EY: La tecnologia digitale crea nuovi dati e opportunità per i controlli interni

Alla conferenza annuale dell’Istituto dei revisori interni (IIA) Grecia, tenutasi giovedì 3 novembre ad Atene, ha partecipato EY, che è stato anche silver sponsor dell’evento.

La conferenza con un argomento “Senti il ​​ritmo”focalizzato sulle sfide che il controllo interno deve affrontare nell’odierno contesto di trasformazione digitale, crescenti requisiti normativi e spostamento verso la sostenibilità.

EY era rappresentata dal Sig Michalis Petrodaskalakis, partner del dipartimento di consulenza di EY Grecia e responsabile dell’audit interno di EY nella regione dell’Europa centrale e sudorientale e dell’Asia centraleche si è concentrato sulle nuove sfide e opportunità che le nuove tecnologie digitali apportano ai controlli interni.
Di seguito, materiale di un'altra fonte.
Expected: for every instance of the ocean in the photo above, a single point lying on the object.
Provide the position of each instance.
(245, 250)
Nel suo intervento su “Il potere dell’analisi e del reporting nell’audit interno”, Petrodaskalakis ha fatto riferimento all’attuale sviluppo delle funzioni di base dell’audit interno e ha descritto i principali fattori che portano alla necessità di cambiamenti. Con l’inasprimento del contesto normativo e la necessità di una copertura aggiuntiva di rischi nuovi e più complessi nonché di un reporting più tempestivo, ha spiegato il relatore, il processo di audit di molte aziende non riesce a tenere il passo con il ritmo della digitalizzazione. Ha inoltre fatto riferimento ai risultati del Global EY Internal Audit and Internal Control Survey 2022 e ha sottolineato che i fattori determinanti per il controllo interno in futuro saranno la tecnologia, il talento umano e il modello operativo.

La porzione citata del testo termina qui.